All manner chance, are Rackets, wherewithall
They bandie men like balls, from wall to wall:
Some over Lyne, to honour and great place:
Some Under Lyne, to infame and disgrace;
Some with a cutting stroke, they numbly send
Into the hazard placed at the end;
Resembling well the rest which all they have,
Whom death hath seiz’d, and placed in their grave.
Might this reflection on life’s hazards have inspired Lawes’s otherwise incongruous linking of bounciness and melancholy? The mixture shocks us with its lack of preparation (at 1:02) until an equally abrupt return to dreamy positivity (at 1:27).
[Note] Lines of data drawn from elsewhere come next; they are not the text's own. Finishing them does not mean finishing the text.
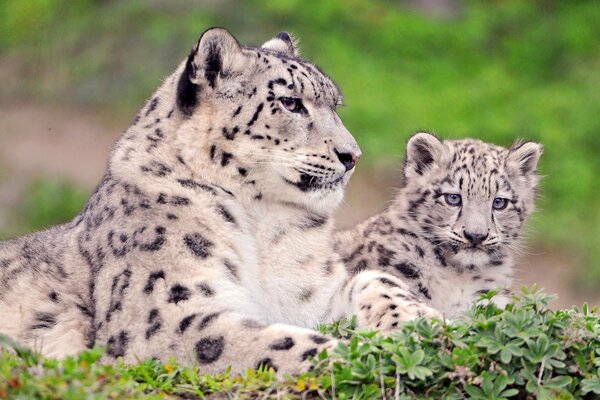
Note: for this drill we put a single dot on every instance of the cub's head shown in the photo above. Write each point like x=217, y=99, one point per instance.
x=470, y=198
x=268, y=116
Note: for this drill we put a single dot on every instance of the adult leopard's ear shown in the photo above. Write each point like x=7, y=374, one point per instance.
x=423, y=152
x=522, y=158
x=283, y=43
x=216, y=56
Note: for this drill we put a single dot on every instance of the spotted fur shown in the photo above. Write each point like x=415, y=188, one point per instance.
x=447, y=255
x=210, y=235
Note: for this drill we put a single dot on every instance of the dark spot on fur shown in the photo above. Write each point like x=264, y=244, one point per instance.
x=205, y=289
x=178, y=293
x=186, y=322
x=155, y=323
x=225, y=213
x=206, y=321
x=284, y=344
x=152, y=280
x=43, y=320
x=308, y=353
x=209, y=349
x=117, y=346
x=318, y=339
x=198, y=244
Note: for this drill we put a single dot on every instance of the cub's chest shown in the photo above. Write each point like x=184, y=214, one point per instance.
x=453, y=292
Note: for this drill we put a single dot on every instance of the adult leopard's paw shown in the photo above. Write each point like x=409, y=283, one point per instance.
x=388, y=313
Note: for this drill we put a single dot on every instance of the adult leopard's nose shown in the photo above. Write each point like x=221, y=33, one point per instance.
x=347, y=158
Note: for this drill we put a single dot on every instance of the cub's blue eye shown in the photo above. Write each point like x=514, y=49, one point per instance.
x=499, y=203
x=454, y=200
x=292, y=104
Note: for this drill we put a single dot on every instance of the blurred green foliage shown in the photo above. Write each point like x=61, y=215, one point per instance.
x=497, y=70
x=50, y=202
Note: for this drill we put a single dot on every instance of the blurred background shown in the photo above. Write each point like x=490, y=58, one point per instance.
x=74, y=73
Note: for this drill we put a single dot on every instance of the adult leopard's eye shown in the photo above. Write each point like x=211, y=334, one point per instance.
x=499, y=203
x=292, y=104
x=452, y=199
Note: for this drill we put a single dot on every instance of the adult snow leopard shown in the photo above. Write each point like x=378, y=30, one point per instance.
x=452, y=230
x=210, y=236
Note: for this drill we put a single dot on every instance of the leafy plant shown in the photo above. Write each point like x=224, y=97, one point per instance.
x=553, y=355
Another Lawes trademark is the interrupted cadence (1:50–1:53), where everyone but the bass drops out on the last note. This interruption ushers in a weirdly comforting apotheosis heard as if in a bizarre dialect, a kind of mangled ‘Amen’ (1:54–2:21).
Lawes heads for sunny, green pastures, though one can’t ignore a strong whiff of the sheep. The stillness of lone voices in a country landscape, the gentle rustling of leaves, the topoi of sleep, and the languorous duets of shepherd/lovers: these are the topics Lawes evokes via close fugeing on the same pitches, and a sense of calm engendered by the blissful key of C which the slow paven favours by its undulating walking steps. The movement of virtual dancers proceeds in both directions, but more forward than back. The C section confronts the pastoral trope with bold defiance and harmonic challenges but is happy to keep the peace in the end.
Lawes loves breaking the consort into combative pairs of viols (1:03–1:10). He is also infatuated with extended harmonic notes called pedal points. Note here the high, then low, pedal point as a place for joy to run riot (1:14–1:31). The exaggerated pleasure of five string players gesticulating wildly leads to broad smiles at the close.